Crise no Sporting: “Não nos vamos demitir”, diz Bruno de Carvalho

“Sentimos que o nosso dever, a bem do Sporting, é ficar”, avança o presidente do clube, numa comunicação, após uma reunião do conselho directivo que se prolongou por mais de sete horas.

António Cotrim/Lusa

“Não nos vamos demitir”. É desta forma que o presidente do Sporting Clube de Portugal acaba de anunciar o resultado da reunião do conselho directivo do clube, num encontro que durou mais de sete horas, e que se seguiu após a demissão em bloco da Mesa da Assembleia Geral e de alguns membros do Conselho Fiscal e Disciplinar.

“Sentimos que o nosso dever, a bem do Sporting, é ficar”, revelou Bruno de Carvalho na comunicação que está  fazer em Alvalade e que começou perto das 23 horas.

Segundo o presidente do Sporting, no momento em que são reclamas responsabilidades aos órgãos sociais, sucederam pedidos de demissão que apelida de “ameaças e chantagens” e diz ser “lamentável”.

“Manobras dos que deviam estar unidos, em torno dos superiores interesses do clube, não só por nós conhecidas”, afirma Bruno de Carvalho. A este respeito, Carlos Vieira, número 2 do conselho directivo, lança críticas aos jogadores: “tememos que os jogadores estejam a ser manobrados, colocando em causa o seu profissionalismo”.

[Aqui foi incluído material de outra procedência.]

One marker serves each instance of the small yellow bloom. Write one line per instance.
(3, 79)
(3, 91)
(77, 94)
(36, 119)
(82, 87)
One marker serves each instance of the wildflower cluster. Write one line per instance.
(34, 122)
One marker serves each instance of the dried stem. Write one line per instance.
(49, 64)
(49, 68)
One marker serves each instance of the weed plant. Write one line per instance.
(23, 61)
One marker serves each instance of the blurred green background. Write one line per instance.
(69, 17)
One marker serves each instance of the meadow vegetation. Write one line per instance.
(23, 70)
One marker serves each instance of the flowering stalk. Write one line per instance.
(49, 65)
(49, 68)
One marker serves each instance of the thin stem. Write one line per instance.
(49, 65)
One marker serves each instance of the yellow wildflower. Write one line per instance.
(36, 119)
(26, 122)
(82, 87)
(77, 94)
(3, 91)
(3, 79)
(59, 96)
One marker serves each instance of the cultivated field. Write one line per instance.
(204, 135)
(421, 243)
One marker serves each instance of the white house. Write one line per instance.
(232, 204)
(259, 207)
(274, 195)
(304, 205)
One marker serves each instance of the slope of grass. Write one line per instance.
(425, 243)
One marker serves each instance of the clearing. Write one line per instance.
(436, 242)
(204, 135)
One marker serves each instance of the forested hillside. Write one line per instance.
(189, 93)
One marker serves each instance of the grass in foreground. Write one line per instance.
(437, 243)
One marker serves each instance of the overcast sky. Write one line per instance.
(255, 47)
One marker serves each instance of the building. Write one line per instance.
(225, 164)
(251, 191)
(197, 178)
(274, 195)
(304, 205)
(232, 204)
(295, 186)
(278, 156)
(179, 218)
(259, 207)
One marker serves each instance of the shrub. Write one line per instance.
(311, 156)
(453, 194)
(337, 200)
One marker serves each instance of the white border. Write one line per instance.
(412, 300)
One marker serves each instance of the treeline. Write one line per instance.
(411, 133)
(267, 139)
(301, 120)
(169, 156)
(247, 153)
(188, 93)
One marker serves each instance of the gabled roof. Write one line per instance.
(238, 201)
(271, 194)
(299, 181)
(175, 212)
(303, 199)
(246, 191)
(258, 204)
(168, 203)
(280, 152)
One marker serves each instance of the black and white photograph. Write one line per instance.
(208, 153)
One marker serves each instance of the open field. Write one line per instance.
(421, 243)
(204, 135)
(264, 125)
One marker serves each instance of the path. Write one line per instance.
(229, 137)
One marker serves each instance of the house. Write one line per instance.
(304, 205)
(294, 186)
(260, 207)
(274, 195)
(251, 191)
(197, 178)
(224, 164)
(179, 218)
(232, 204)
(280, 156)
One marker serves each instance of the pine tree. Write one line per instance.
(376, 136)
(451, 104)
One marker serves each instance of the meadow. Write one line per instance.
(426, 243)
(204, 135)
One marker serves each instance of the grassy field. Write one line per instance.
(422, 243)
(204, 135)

Bruno de Carvalho volta a reclamar uma assembleia geral extraordinária que, defende, “é o local próprio” para tratar este assunto. Justifica ainda que emissão obrigacionista que está ser preparada exige estabilidade, pelo que esta é a melhor solução, salientando ainda que está em curso uma reestruturação financeira e a preparação da nova temporada de mais de 50 modalidades.

Esta decisão acaba de ser comunicada por Bruno de Carvalho, no dia em que a Mesa da Assembleia-Geral do Sporting anunciou a demissão em bloco nesta quinta-feira, 17 de maio, numa decisão que foi acompanhada por cinco membros do Conselho Fiscal e Disciplinar.

A Mesa da Assembleia Geral do Sporting Clube de Portugal, liderada por Jaime Marta Soares, avançou hoje com um processo disciplinar contra o presidente do clube, Bruno de Carvalho. A medida foi tomada antes deste órgão social avançar para a demissão em bloco, anunciada ao início da tarde desta quinta-feira, 17 de maio.

Segundo Marta Soares, que foi uma das vozes que pediu para ser instaurado este processo disciplinar a Bruno de Carvalho, o objetivo é forçá-lo a demitir-se da presidência do clube.

Jaime Marta Soares defendeu a demissão, imediata, de todos os órgãos sociais para que o clube possa avançar, de imediato para eleições.

“Nenhum dos órgãos sociais do Sporting tem o direito de se querer manter no exercício das funções pondo e causando graves prejuízos aos Sporting com essa atitude. Há que dar de imediato a palavra aos sócios, através de eleições, para que escolham as pessoas certas para estar à frente dos destino do Sporting. Esta situação não pode mais manter-se, não há espaço para continuar. Tem de ser já, de imediato, demitirem-se todos os órgãos sociais para que possamos dar a palavra aos sócios”, referiu em declarações à TSF.

“Apelo à direção, ao senhor presidente Bruno de Carvalho, que siga este nosso exemplo, que apresente a sua demissão, e do Conselho Diretivo”, disse ainda Marta Soares à agência Lusa.